Everyone on the same page
The case was brought in 2012 by Bartlett and the union against her employer, Terranova Homes and Care Limited. Terranova was joined by the New Zealand Aged Care Association (NZACA), the national group that represents the country’s residential care homes. Bartlett alleged caregivers are paid below what a rate might be if this work were not performed by women; Terranova responded that it paid its four male employees the same as its 106 female employees.
“The settlement was the first step towards addressing a historic inequality”
The courts repeatedly found in Bartlett’s favour, ruling that any final legal decision should take into account the pay levels of men in other industries, not just what men in Bartlett’s own industry make.
But by 2015, the union, the employers and the government (which contracts with and funds privately operated care homes), moved to an out-of-court settlement process. Employers and the state were keen to avoid a court judgement that would slap a dollar amount on the value of caregivers’ work without their input, and the unions wanted to get a pay rise as soon as possible, and feared the legal process could drag on.

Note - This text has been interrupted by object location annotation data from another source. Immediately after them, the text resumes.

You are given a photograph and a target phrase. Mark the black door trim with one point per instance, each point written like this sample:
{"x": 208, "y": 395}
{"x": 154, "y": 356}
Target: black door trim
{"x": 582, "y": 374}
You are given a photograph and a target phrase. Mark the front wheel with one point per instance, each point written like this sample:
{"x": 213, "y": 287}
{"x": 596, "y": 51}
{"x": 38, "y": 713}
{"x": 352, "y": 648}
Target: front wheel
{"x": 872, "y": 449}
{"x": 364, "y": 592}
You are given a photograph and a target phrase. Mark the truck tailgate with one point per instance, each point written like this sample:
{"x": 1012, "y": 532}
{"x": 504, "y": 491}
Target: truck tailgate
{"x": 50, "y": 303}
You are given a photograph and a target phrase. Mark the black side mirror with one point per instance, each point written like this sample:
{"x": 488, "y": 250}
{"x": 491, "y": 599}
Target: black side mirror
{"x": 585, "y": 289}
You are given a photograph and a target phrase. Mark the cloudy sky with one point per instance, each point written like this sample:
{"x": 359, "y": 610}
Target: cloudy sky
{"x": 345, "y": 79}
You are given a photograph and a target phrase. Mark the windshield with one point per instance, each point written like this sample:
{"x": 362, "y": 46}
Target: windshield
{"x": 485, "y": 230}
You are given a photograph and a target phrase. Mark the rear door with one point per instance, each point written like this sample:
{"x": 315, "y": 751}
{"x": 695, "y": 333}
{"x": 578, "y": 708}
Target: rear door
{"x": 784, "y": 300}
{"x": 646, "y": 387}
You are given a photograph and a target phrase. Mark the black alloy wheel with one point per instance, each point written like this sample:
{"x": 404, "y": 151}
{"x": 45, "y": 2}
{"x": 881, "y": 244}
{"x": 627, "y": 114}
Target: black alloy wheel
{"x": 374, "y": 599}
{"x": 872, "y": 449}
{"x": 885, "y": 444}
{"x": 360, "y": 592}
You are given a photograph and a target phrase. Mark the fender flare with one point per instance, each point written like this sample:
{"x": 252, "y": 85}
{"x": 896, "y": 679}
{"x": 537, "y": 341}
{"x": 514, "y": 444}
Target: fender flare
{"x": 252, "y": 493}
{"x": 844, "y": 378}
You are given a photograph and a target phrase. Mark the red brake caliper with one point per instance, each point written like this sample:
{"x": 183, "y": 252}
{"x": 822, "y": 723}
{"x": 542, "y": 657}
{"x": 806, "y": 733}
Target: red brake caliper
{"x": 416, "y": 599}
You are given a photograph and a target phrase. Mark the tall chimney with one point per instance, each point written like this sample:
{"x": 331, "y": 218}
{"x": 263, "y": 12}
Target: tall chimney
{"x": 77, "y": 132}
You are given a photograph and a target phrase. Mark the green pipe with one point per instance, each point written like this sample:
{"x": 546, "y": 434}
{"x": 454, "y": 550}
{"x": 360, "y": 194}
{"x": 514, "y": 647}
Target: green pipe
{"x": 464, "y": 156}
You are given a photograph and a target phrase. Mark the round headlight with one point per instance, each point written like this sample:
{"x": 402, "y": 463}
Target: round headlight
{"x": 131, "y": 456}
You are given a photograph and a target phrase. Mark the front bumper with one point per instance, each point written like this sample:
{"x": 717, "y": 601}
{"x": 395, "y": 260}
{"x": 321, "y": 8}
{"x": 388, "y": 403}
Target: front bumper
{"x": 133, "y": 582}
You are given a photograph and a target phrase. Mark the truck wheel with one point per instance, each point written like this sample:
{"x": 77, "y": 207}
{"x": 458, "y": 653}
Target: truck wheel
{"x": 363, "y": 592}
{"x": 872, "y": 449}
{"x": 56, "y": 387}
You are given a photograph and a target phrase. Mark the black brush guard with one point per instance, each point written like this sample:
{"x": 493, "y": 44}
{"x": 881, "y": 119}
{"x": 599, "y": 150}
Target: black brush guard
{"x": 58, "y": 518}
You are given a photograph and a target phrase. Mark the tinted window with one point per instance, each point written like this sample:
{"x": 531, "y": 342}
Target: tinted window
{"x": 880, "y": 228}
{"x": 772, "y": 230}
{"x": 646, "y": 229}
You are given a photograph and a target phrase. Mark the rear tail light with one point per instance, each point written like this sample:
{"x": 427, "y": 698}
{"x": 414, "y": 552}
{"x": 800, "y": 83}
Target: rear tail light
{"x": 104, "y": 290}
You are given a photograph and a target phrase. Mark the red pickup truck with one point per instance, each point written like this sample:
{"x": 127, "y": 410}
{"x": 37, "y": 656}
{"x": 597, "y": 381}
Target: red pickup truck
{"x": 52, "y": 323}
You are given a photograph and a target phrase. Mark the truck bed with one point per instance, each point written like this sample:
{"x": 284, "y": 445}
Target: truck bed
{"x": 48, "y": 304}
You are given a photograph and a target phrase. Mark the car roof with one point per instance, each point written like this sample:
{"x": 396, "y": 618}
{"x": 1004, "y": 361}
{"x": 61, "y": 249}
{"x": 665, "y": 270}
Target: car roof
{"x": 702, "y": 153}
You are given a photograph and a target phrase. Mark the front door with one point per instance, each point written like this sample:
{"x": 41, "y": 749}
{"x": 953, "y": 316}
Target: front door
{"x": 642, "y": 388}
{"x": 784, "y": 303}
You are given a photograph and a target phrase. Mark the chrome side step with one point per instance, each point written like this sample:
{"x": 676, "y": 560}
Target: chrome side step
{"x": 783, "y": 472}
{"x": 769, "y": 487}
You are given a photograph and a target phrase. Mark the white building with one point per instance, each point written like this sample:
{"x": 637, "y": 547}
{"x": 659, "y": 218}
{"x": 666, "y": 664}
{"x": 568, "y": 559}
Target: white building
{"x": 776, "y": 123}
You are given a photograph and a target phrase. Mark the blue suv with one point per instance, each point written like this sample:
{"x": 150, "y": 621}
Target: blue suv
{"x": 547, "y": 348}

The three parties were more or less on the same page in agreeing that care workers deserved higher earnings, so the devil was in the details.
The union had gone into negotiations with a target of $26.00 (US$18.07) per hour for all workers in aged residential care and home and community support. The funding would come from government coffers, since the government contracts with care providers. Employers wanted government funding to cover the increased wages fully.
The negotiations began in 2015 with the three parties — employers, unions and the government — at the table. The following year, the tripartite talks split into two bilateral channels, with employers working directly with the government on funding concerns, and the unions focusing on wages and qualifications.
The legal basis for identifying an equitable wage in New Zealand — that is, equal to a similar job done mostly by men — is to examine a job purely based on the skills, responsibilities, conditions and degrees of effort required, divorcing it from historic associations with one or another gender.
In theory, that means identifying “comparators”: majority-male jobs with comparable levels of effort, skill, and responsibility.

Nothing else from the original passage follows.